Metadata-Version: 2.1
Name: sqstaskmaster
Version: 0.0.9
Summary: SQS Task Master for unwieldy python data processing by Upserve
Home-page: https://github.com/upserve/sqstaskmaster
Author: Upserve
Author-email: datascience@upserve.com
License: UNKNOWN
Description: SQS Task Master for Python
        ==================================
        
        .. image:: https://travis-ci.org/Automatic/taskhawk-python.svg?branch=master
            :target: https://travis-ci.org/upserve/sqstaskmaster
        
        .. image:: https://img.shields.io/pypi/v/sqstaskmaster.svg?style=flat-square
            :target: https://pypi.python.org/pypi/sqstaskmaster
        
        .. image:: https://img.shields.io/pypi/pyversions/sqstaskmaster.svg?style=flat-square
            :target: https://pypi.python.org/pypi/sqstaskmaster
        
        .. image:: https://img.shields.io/pypi/implementation/sqstaskmaster.svg?style=flat-square
            :target: https://pypi.python.org/pypi/sqstaskmaster
        
        .. image:: https://img.shields.io/badge/code%20style-black-000000.svg
            :target: https://github.com/upserve/sqstaskmaster
        
        
        **SQS Task Master** is one of many packages for distributed asynchronous task execution in python.
        This package is different in that it is designed to work with uncooperative tasks.
        It is designed for CPU intensive tasks which will not work in a python cooperative threading model.
        It allows for tasks that may take upto 12 hours (the limit for SQS).
        It also provides for applying a hard timeout for a task, less than 12 hours.
        The implementation relies on using os Singals to achieve these behaviors.
        Retries and failures are handled using SQS infrastructure.
        It is designed to work with standard SQS queues which guarantee at least once delivery.
        
        Upserve developed this library for use with long running data science tools like
        `xgBoost <https://github.com/dmlc/xgboost/tree/master/python-package>`_ and
        `OrTools <https://github.com/google/or-tools>`_.
        While python `signal <https://docs.python.org/3/library/signal.html#execution-of-python-signal-handlers>`_
        will attempt to interrupt the process, you should verify the desired behavior.
        This behavior and shortcomings with c libraries is documented in TestMessageHandler.test_cbusy_timeout.
        
        
        Other choices:
         - https://github.com/Automatic/taskhawk-python
         - https://github.com/mardix/sqs-task
         - https://github.com/celery/celery
        
        Installation
        ************
        
        The sqstaskmaster project is public and can be installed from pypi with pip for python3 on mac and linux.
        
        ::
        
          pip install sqstaskmaster
        
        Usage
        *****
        
        Publish Tasks
        ::
        
          tm = TaskManager(sqs_url)
          tm.submit('MyTask', some='kwarg', someother='kwarg')
          tm.submit('MyOtherTask', **kwargs)
        
        Create a Handler
        ::
        
          class MyHandler(MessageHandler):
            def __init__(self, message, sqs_timeout, alarm_timeout, hard_timeout=4 * 60 * 60, **kwargs):
                super().__init__(message, sqs_timeout, alarm_timeout, hard_timeout)
                self.kwargs = kwargs
                # prefer parsing arguments (for instance dates) in the consume task and passing explicit arguments
        
            def running(self):
                # If you can inspect the task to see if it is hung, do so here
                return True
        
            def run(self):
                # Do some work here!
        
            def notify(self, exception, context=None):
                # Implement only for error notification service.

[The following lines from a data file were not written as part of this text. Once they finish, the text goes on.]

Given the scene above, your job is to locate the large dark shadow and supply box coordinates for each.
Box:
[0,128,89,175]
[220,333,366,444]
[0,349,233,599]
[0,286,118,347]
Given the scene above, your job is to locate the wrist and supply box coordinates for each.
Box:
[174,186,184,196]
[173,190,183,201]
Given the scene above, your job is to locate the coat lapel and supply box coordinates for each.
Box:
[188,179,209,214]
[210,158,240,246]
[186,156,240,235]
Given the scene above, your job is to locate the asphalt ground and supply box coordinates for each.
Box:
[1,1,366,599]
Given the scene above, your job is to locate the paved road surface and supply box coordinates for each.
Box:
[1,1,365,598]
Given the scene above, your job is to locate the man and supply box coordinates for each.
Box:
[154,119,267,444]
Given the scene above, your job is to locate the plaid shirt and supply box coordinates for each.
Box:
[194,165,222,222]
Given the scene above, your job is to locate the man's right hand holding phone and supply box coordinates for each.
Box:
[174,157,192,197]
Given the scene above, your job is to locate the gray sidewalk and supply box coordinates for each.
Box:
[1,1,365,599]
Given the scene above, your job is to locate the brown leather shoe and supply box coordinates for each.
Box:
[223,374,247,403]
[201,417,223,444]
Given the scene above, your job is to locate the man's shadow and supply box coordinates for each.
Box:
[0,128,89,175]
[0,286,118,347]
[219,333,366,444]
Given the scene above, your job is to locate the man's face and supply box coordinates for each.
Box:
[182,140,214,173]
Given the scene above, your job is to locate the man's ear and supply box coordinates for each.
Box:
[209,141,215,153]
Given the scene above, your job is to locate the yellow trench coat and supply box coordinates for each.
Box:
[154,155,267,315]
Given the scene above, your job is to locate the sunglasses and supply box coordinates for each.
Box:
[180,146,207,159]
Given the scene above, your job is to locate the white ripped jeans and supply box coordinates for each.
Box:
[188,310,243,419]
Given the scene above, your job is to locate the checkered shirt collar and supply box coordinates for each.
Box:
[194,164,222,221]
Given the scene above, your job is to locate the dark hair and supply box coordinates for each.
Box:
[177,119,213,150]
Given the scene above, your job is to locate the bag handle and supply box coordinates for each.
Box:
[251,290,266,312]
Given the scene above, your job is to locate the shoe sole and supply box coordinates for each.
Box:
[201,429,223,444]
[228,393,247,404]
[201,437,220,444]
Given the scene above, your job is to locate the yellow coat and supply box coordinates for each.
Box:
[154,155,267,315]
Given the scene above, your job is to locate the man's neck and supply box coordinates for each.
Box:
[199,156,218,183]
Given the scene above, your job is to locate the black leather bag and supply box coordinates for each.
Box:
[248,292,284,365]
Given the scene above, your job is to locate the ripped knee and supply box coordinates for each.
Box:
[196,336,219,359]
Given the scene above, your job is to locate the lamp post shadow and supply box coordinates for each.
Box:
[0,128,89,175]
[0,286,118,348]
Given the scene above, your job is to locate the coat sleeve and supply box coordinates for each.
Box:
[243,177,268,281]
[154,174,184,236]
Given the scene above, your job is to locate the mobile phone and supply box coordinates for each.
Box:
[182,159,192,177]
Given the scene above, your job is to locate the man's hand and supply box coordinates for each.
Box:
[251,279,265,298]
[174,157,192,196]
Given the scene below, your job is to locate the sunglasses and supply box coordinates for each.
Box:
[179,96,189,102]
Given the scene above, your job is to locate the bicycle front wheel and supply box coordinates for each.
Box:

Errors are already logged.
                pass
        
        Consume Tasks
        ::
        
          for task, kwargs, message in TaskManager(sqs_url).task_generator(sqs_timeout=30):
            if task == 'MyTask':
              # prefer parsing kwargs here and handle KeyError and ValueError appropriately
              with MyHandler(message, sqs_timeout=30, alarm_timeout=25, hard_timeout=300, **kwargs) as handler:
                handler.run()
            elif task == 'MyOtherTask':
              with MyOtherHandler(message, sqs_timeout=30, alarm_timeout=25, hard_timeout=300, **kwargs) as handler:
                handler.run()
            else:
              # Do something about unexpected task request
        
        
        Local Integration Testing
        
        Testing your production system should include a combination of: local stubbing using Mock; tools like
        `localstack <https://github.com/localstack/localstack>`_ or a staging environment to examine behavior in a distributed
        system; and purely local validation of consumer / producer api. LocalQueue is a pure in memory solution that implements
        a minimal subset of the SQS API for this last purpose only. The intent here is not to test or validate behavior of
        consumers and producers interacting with SQS, but only the message content. LocalQueue could be extended to implement
        threading and behave more like sqs within a single process, but that is better done with another tool like local stack.
        
        ::
        
          ...
          tm = TaskManager(url, queue_constructor=LocalQueue)
          ...
        
        By passing the queue_constructor argument to the TaskManager, you can bypass AWS SQS and use a local, in memory queue
        object to send and receive messages allowing local synchronous integration testing. This creates one global queue for
        each url. It is not for testing system behavior and does not implement retries, message timeouts or other SQS features.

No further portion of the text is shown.